You've pasted one of those monstrous URLs into a chat before - the kind with forty characters of tracking junk after the actual address. Then someone sends you a tidy little short.ly/aZ4 instead, and it lands you at the same place. That tidy link is a URL shortener at work, and you're about to build one.

This is a build-along. By the last phase you'll have a small Python program that takes any long URL, hands you back a short code, and resolves that code back to the original - the same core trick TinyURL and Bitly run on, minus the servers and the marketing.

What you'll build

A URL shortener with three moving parts:

  • A store that remembers which short code points to which long URL.
  • A code generator that turns a counter into a compact, URL-safe string like b or Cx.
  • Two functions - shorten() and resolve() - that tie it together: give it a long URL, get a short code; give it the code, get the URL back.
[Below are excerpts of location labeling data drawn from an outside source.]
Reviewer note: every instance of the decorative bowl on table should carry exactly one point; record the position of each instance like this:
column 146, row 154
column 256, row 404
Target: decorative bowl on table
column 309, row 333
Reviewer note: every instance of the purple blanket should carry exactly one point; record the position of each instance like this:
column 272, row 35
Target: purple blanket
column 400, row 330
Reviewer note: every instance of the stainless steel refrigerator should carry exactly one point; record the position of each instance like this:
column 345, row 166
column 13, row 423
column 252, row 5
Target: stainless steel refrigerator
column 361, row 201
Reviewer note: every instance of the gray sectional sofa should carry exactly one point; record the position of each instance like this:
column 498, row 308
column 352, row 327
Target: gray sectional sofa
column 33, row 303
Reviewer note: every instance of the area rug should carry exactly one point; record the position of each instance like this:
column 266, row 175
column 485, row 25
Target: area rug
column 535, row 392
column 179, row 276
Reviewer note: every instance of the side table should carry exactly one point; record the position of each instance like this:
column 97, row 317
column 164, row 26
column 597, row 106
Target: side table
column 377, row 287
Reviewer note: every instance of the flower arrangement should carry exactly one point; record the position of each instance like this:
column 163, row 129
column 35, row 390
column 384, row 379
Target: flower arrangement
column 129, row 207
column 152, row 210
We'll finish with a tiny command loop so you can type URLs at it and watch it answer, plus a clear list of where to take it next.

The stack

Plain Python, standard library only. No frameworks, no database, no pip install. The whole thing fits in one file and lives in memory while it runs. That's deliberate - the point is to see the mechanism naked, with nothing hiding it.

This runs in your browser

Every code block in this project has a Run button. You don't install anything, you don't open a terminal - you read a few lines, press Run, and see the output right there on the page. Each block is self-contained, so you can run them in any order and re-run them as much as you like.
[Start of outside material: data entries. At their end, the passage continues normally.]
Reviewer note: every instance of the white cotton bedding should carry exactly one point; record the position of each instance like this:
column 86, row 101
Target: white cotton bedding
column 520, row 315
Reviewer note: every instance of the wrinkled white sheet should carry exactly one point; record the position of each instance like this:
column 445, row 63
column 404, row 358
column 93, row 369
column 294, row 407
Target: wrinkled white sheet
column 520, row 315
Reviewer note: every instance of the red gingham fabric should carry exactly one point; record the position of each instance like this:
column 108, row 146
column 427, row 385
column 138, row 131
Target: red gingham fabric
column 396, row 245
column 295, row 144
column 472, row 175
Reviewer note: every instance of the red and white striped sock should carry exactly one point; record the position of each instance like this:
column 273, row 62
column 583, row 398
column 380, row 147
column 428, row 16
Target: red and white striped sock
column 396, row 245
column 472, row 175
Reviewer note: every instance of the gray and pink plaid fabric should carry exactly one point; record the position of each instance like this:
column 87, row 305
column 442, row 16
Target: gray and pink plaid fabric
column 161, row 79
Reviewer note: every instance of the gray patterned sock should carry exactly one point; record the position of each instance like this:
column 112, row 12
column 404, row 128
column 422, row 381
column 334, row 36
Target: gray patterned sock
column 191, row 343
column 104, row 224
When you're ready to take it off the page and onto your own machine, the last phase shows you exactly how.

Rough time

About 45 minutes to an hour if you run every block and read along. Less if you're quick; more if you stop to poke at the code, which I'd encourage.

What you'll learn

  • How a lookup table (a dictionary) becomes the heart of a real service.
  • Base62 encoding - how to squeeze a plain number into a short string of letters and digits, and why that's how short codes stay short.
  • Why a sequential counter beats random codes for a first version.
  • How to handle the awkward cases: an unknown code, the same URL submitted twice.
  • How to wrap working logic in a small interface people can actually use.

How the phases fit together

graph LR
  A[Phase 1: data model] --> B[Phase 2: short codes]
  B --> C[Phase 3: shorten + resolve]
  C --> D[Phase 4: CLI + next steps]

Each phase ends with a working piece. By the end they're one program. Let's start with the simplest version of the idea that still earns the name.